Charlotte, Carolina in 1905 is the setting of this next story from Long Hidden: Speculative Fiction from the Margins of History, and given that it starts with an attack from the KKK, I was braced for impact. Brown doesn’t pull punches with the aftereffects, nor the ongoing impact of the looming fear that is the reality for Charlotte and her family and friends. Charlotte is with her friend (and potential love) Booker when this attack comes, and at the height, when the KKK are setting buildings alight, there is something that passes between Booker and Charlotte and the door of her home.
She wakes up unharmed, Booker gone, and fresh sorrows of the burned (and murdered) to deal with. She gathers with her remaining family and they mourn and try to continue. That, I think, was the harshest feeling in the story for me, that there were no options other than to continue, as it’s so clearly pointed out the very people they were to rely on for protection, the police, were just as likely to be under those white hoods.

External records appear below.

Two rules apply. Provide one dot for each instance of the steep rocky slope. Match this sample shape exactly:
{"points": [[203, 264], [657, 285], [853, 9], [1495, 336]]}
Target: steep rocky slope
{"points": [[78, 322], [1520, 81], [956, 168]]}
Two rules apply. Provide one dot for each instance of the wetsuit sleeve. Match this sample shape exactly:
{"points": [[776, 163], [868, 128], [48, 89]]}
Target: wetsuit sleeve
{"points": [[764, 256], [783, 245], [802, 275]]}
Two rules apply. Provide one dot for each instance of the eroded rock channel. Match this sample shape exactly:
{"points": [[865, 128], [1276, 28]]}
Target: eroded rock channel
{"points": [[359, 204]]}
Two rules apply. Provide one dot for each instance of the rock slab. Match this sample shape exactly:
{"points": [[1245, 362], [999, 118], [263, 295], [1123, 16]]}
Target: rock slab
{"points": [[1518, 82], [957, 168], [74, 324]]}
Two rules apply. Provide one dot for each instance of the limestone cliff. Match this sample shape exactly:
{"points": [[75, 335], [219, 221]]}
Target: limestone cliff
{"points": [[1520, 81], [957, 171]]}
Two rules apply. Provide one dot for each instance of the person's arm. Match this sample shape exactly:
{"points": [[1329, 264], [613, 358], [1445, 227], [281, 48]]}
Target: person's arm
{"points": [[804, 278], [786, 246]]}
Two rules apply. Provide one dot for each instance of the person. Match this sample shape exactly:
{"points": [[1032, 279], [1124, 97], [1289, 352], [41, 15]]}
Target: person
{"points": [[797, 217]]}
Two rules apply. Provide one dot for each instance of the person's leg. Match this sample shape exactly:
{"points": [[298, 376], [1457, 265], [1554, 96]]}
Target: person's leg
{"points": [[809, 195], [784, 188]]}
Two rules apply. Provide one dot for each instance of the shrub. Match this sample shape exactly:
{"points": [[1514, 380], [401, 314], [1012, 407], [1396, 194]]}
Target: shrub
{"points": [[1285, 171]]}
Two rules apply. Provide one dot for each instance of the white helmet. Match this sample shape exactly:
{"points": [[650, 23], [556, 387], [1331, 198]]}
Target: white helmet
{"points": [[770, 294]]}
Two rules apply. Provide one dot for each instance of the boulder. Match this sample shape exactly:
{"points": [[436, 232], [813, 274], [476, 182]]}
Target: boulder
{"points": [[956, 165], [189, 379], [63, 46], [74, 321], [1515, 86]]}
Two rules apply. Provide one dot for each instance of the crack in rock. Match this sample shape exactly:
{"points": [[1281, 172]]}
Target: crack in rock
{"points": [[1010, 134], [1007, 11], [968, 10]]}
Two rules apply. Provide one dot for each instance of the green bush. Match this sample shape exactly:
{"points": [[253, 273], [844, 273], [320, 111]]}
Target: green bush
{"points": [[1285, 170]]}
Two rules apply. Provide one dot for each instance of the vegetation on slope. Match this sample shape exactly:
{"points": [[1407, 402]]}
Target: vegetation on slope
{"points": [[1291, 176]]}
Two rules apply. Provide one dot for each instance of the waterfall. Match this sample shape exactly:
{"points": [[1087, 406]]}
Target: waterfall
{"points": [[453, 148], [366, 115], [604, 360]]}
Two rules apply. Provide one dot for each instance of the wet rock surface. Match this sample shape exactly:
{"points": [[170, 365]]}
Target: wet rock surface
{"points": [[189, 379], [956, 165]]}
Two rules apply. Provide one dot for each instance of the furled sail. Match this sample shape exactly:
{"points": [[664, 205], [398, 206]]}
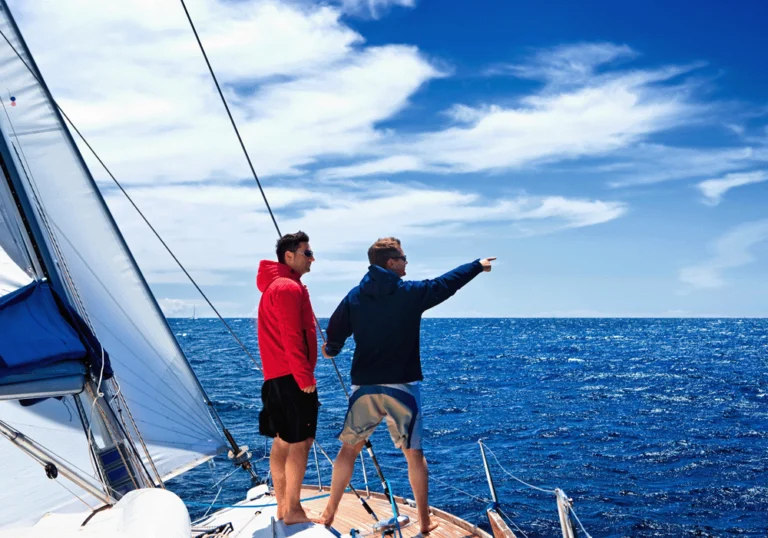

But Charlotte also wants to know what happened that night, since she can’t quite recall, and once she tracks down Booker, he lets her in on a secret: she, like he, might very well have a gift to affect the world in some way. She scoffs of course, but later when it does come time to flee ahead of certain death, she risks everything on believing in Booker’s words, and it pays off in a really, really satisfying way. The further denouement of the story is charming, and leaves things on as hopeful a note as the time and place might allow.